Et c’est possible, car, partout (Italie, Espagne, Grèce, Islande…) où les peuples sont saignés par le grand capital, le vent de la résistance et de la contre-attaque  l’emportera sur les vents mauvais de la résignation, de la peur et du désespoir : il n’y a pas à terme d’autre issue que l’esclavage ou la résistance de masse !

Nous devons exiger en France un référendum permettant à notre peuple de dire non à l’euro et à  l’ensemble de la construction européenne; ce qui ouvrirait une perspective et qui donnerait courage et détermination aux luttes ouvrières et populaires contre le massacre de nos acquis, de nos industries, de notre travail, de notre santé, de notre école, de notre indépendance, bref de notre avenir et celui de nos enfants. Et les traités supranationaux étant ce qu’ils sont, cette sortie de l’euro signifierait la fin de l'UE, ce cauchemar sans fin pour les peuples.

Comme en 1914 ou en 1939, les classes possédantes, la grande bourgeoisie, le très grand capital n’hésitent pas un seul instant à provoquer des cataclysmes, à déchaîner la terreur, à recourir au pire, y compris les guerres et la fascisation politique, pour sauver leurs profits. 

Et ce n’est pas en courbant la tête face à la tempête qu’on évitera le danger : c’est en relevant la tête, en affrontant le capital, en combattant, en organisant et en unissant les masses populaires que nous pouvons briser l’offensive réactionnaire et fascisante et créer les conditions de nos victoires.

Ce n’est pas non plus en « payant la dette » : la « dette », les peuples du Sud ne cessent de la payer, de la re-payer et de la re-re-payer depuis trente ans, et elle ne cesse jamais d’augmenter, comme augmentent les colossales fortunes des financiers qui bénéficient de cet immense pillage.

Ce qui se joue en Grèce, en Italie, ici, partout en Europe va être déterminant.

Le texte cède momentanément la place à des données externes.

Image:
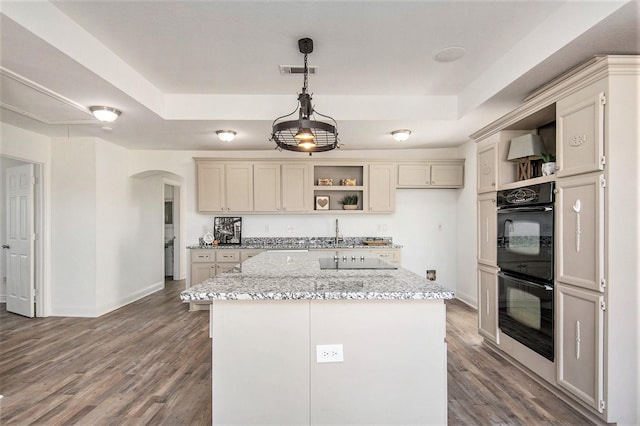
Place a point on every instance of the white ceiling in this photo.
(180, 70)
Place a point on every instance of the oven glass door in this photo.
(525, 313)
(525, 241)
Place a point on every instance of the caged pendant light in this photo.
(305, 134)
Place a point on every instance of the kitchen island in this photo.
(273, 316)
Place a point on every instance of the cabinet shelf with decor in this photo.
(332, 183)
(495, 170)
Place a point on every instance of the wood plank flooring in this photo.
(149, 363)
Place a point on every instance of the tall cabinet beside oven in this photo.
(597, 236)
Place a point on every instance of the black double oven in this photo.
(525, 258)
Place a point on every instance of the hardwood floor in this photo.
(149, 363)
(484, 389)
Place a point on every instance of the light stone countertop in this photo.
(274, 275)
(302, 243)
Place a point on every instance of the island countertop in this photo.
(297, 275)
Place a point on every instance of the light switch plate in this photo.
(329, 353)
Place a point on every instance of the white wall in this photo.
(466, 219)
(73, 230)
(129, 213)
(106, 229)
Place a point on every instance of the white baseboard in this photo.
(93, 312)
(103, 309)
(467, 299)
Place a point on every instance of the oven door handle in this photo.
(524, 209)
(526, 283)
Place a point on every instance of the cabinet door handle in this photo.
(487, 311)
(577, 339)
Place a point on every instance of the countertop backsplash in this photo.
(281, 243)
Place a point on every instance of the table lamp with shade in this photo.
(523, 150)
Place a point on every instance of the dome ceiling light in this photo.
(305, 134)
(450, 54)
(401, 135)
(226, 135)
(105, 114)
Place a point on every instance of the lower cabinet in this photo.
(207, 263)
(580, 341)
(488, 303)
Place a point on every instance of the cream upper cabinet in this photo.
(580, 132)
(487, 229)
(487, 166)
(211, 187)
(580, 231)
(416, 175)
(296, 188)
(430, 175)
(382, 188)
(239, 187)
(281, 187)
(266, 187)
(225, 188)
(488, 302)
(580, 322)
(447, 175)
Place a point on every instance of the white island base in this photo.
(265, 370)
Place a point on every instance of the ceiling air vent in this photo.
(297, 69)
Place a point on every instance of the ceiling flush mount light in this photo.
(450, 54)
(226, 135)
(305, 134)
(106, 114)
(401, 135)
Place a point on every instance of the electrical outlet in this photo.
(329, 353)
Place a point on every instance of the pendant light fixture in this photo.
(305, 134)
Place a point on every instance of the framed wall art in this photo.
(322, 202)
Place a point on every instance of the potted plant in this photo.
(548, 164)
(349, 202)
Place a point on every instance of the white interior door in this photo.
(20, 240)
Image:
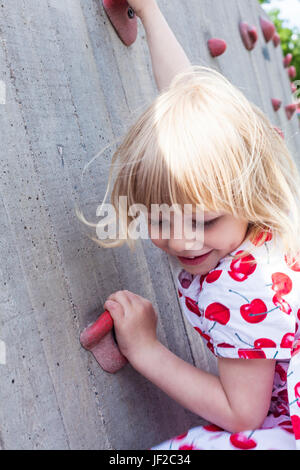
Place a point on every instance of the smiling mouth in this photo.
(195, 260)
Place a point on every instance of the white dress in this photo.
(249, 312)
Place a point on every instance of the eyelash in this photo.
(206, 224)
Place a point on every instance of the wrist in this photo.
(141, 356)
(147, 10)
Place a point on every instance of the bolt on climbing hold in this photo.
(276, 39)
(98, 339)
(216, 46)
(276, 104)
(292, 72)
(290, 110)
(249, 35)
(280, 132)
(123, 19)
(287, 60)
(268, 28)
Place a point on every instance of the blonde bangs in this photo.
(202, 142)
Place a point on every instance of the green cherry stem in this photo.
(262, 313)
(230, 290)
(248, 344)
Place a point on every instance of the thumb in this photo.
(114, 308)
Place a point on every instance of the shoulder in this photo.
(246, 309)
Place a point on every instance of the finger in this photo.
(115, 309)
(122, 298)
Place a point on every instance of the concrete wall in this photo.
(73, 88)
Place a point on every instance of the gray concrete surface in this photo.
(72, 88)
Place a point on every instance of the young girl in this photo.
(202, 142)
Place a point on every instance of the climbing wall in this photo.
(72, 88)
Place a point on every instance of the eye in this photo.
(206, 224)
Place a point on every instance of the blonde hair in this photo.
(203, 142)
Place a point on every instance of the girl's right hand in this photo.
(140, 5)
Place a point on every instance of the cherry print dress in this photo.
(248, 312)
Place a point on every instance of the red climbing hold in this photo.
(216, 46)
(276, 39)
(123, 19)
(276, 104)
(293, 87)
(290, 110)
(98, 339)
(249, 35)
(292, 72)
(287, 60)
(268, 28)
(280, 132)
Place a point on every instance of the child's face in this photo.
(222, 233)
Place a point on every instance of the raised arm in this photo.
(167, 56)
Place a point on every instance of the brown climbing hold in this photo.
(216, 46)
(98, 339)
(290, 110)
(123, 19)
(249, 35)
(292, 72)
(268, 28)
(287, 60)
(280, 132)
(276, 39)
(276, 104)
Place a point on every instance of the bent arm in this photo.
(167, 56)
(236, 401)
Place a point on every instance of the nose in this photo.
(179, 246)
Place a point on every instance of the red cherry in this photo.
(258, 239)
(297, 393)
(192, 306)
(241, 268)
(254, 312)
(264, 343)
(296, 348)
(287, 340)
(283, 394)
(213, 276)
(217, 312)
(181, 436)
(282, 284)
(296, 425)
(282, 373)
(293, 263)
(287, 426)
(240, 441)
(213, 428)
(216, 46)
(205, 336)
(282, 304)
(251, 354)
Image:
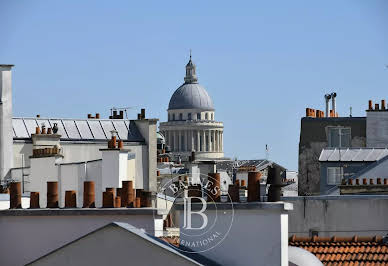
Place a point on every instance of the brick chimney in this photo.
(6, 136)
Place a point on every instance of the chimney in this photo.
(370, 105)
(215, 186)
(117, 202)
(146, 199)
(107, 199)
(52, 194)
(234, 193)
(89, 201)
(34, 200)
(15, 195)
(137, 203)
(142, 113)
(6, 131)
(274, 179)
(254, 186)
(327, 98)
(127, 194)
(70, 199)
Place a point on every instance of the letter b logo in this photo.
(188, 213)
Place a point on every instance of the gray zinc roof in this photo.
(78, 129)
(352, 154)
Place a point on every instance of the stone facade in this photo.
(313, 138)
(191, 124)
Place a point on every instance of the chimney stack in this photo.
(34, 200)
(142, 113)
(253, 186)
(370, 105)
(52, 194)
(215, 186)
(275, 182)
(70, 199)
(6, 131)
(89, 195)
(327, 98)
(15, 195)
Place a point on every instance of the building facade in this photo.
(191, 124)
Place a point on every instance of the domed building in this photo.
(191, 124)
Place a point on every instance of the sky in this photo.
(262, 62)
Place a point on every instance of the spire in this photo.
(191, 77)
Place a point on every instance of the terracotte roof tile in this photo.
(356, 250)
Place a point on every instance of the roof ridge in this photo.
(355, 238)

En France même, n’ « attendons pas les présidentielles », organisons la riposte au plan Fillon en proclamant : « ce n’est pas l’euro qu’il faut sauver, c’est la vie et la dignité du peuple de France et des autres peuples d’Europe » !

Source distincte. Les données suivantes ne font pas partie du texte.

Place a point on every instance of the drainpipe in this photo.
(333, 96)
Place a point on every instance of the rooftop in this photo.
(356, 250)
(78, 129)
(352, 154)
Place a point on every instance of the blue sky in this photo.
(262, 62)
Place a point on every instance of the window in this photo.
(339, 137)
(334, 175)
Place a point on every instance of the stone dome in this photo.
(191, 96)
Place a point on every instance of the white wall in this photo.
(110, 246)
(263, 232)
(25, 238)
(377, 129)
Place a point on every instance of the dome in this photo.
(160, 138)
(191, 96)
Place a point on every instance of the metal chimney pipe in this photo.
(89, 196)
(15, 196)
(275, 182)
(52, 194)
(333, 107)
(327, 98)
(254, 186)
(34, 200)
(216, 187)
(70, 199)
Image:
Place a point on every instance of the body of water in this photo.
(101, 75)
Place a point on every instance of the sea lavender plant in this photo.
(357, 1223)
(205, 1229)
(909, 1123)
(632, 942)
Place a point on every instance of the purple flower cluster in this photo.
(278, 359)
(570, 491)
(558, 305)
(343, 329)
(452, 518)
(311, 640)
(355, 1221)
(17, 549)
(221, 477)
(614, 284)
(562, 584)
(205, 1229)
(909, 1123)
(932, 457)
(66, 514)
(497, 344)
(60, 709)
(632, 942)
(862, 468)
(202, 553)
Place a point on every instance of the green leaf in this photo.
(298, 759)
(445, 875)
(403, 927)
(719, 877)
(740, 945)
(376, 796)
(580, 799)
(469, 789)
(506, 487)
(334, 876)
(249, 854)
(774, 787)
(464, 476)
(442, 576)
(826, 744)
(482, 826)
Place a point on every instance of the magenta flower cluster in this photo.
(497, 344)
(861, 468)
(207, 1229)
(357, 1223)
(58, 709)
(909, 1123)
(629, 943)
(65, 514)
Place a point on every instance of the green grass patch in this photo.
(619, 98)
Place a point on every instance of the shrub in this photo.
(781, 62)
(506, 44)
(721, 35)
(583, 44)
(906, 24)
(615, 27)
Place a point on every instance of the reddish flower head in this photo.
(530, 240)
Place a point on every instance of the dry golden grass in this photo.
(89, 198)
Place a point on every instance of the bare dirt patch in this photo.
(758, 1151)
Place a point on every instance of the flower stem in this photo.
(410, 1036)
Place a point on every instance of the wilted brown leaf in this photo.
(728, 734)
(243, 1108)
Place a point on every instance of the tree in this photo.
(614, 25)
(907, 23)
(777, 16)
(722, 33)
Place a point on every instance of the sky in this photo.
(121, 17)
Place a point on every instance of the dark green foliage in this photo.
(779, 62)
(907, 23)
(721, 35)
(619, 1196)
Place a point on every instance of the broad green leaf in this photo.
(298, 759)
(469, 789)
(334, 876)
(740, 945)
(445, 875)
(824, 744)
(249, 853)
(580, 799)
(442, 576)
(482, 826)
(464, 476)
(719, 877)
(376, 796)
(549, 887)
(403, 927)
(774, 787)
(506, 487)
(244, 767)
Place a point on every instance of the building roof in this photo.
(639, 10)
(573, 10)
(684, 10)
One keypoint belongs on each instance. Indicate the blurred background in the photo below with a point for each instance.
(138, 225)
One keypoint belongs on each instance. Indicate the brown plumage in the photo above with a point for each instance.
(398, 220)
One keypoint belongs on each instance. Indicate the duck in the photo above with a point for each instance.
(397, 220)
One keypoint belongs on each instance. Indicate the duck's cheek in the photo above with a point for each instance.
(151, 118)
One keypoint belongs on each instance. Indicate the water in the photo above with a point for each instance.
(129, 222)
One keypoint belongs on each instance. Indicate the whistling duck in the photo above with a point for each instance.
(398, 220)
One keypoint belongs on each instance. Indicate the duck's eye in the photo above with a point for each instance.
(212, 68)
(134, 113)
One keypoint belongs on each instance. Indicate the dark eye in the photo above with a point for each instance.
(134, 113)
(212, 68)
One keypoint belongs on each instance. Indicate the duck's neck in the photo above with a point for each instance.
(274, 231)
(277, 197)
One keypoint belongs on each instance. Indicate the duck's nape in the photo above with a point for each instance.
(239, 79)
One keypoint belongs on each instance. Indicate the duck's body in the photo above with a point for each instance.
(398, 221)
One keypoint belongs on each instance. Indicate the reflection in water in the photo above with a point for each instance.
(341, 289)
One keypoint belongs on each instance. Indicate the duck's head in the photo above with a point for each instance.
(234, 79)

C’est en 1941 que les Grecs obtinrent la première défaite historique du fascisme (le peuple grec arrêtant, puis battant l’armée fasciste mussolinienne). Et c’est en -490, voici tout juste 2500, que les libres cités grecques stoppaient l’Empire perse à Marathon, ouvrant la voie à la première démocratie de l’histoire, celle d’Athènes.

C’est là bas que demain, si le peuple grec, son syndicat de lutte, le PAME, son parti communiste,le KKE, y parviennent que sonnera une défaite historique du grand capital, son Euro de misère et son UE de malheur, ouvrant la voie aux peuples de dynamiter cette prison des peuples et d’établir enfin une authentique coopération internationaliste entre les peuples d’Europe et du monde.

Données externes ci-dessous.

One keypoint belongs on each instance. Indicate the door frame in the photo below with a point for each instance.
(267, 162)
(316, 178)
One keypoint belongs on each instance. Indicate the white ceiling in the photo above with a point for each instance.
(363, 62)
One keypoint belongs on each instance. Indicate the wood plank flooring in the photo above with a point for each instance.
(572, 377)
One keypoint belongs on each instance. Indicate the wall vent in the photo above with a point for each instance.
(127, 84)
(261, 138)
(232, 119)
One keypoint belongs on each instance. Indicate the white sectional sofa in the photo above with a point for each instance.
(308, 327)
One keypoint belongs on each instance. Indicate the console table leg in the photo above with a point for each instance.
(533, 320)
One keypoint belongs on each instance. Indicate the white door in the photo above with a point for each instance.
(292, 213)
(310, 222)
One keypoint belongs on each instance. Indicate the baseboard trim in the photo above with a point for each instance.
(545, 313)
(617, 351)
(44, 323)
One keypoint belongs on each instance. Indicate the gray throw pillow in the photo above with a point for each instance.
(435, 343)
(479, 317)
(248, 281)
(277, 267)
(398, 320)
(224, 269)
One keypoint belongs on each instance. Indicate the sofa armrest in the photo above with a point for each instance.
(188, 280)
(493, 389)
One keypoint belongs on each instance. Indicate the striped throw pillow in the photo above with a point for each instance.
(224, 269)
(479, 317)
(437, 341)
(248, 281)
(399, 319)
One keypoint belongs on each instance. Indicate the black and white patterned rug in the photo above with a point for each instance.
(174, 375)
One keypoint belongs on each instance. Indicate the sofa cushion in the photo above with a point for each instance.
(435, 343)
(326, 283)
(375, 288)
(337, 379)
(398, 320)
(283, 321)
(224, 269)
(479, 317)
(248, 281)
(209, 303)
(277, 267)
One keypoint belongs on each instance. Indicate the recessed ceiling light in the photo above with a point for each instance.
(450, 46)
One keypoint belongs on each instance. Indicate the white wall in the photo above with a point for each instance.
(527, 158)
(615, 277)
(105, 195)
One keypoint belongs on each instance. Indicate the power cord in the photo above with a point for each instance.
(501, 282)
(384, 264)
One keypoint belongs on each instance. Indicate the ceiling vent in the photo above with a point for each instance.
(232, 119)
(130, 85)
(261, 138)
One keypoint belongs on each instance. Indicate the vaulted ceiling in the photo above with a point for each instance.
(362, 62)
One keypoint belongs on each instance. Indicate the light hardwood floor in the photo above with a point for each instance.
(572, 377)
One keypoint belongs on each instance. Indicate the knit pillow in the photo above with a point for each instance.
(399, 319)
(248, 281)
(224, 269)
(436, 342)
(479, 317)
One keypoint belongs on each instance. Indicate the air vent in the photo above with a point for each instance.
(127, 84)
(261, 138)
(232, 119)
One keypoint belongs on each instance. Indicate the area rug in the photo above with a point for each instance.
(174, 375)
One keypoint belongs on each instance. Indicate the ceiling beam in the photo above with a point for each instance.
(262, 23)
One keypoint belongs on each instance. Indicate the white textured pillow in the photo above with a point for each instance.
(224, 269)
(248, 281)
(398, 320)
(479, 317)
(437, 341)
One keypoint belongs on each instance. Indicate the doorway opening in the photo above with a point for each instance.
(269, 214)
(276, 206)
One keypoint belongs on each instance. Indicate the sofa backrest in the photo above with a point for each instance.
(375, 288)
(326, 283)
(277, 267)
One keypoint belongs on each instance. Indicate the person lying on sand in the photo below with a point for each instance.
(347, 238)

Mais cela ne dispense par le peuple de France de sa propre responsabilité. Alors que Sarkozy et le MEDEF prétendent détruire tous les acquis de la Résistance et de la Libération, notamment les grandes réformes progressistes conduites de 1945 à 1947 par les ministres communistes (Sécurité sociale, retraites, nationalisations, statuts, conventions collectives, droit du travail…), souvenons-nous de l’appel lancé clandestinement par Maurice Thorez et Jacques Duclos le 10 juillet 1941 : « jamais un grand peuple comme le nôtre ne sera un peuple d’esclaves ! ».

Nous sommes menacés par un raz-de-marée anti-social et anti-national (un « gouvernement européen » piloté par Merkel !) d'une envergure inimaginable : pas un secteur de notre vie ne sera épargné! Les travailleurs ne pourront plus soigner ni éduquer leurs enfants! Les salaires seront réduits, comme c'est déjà le cas en Grèce, de 40%, voire comme en Allemagne dans les années 30, de 80% ! Le spectre de la guerre rôde déjà.

C’est maintenant qu’il faut dire : ILS NE PASSERONT PAS ! 

Unissons-nous! Organisons-nous! Agissons ensemble! Nous vaincrons!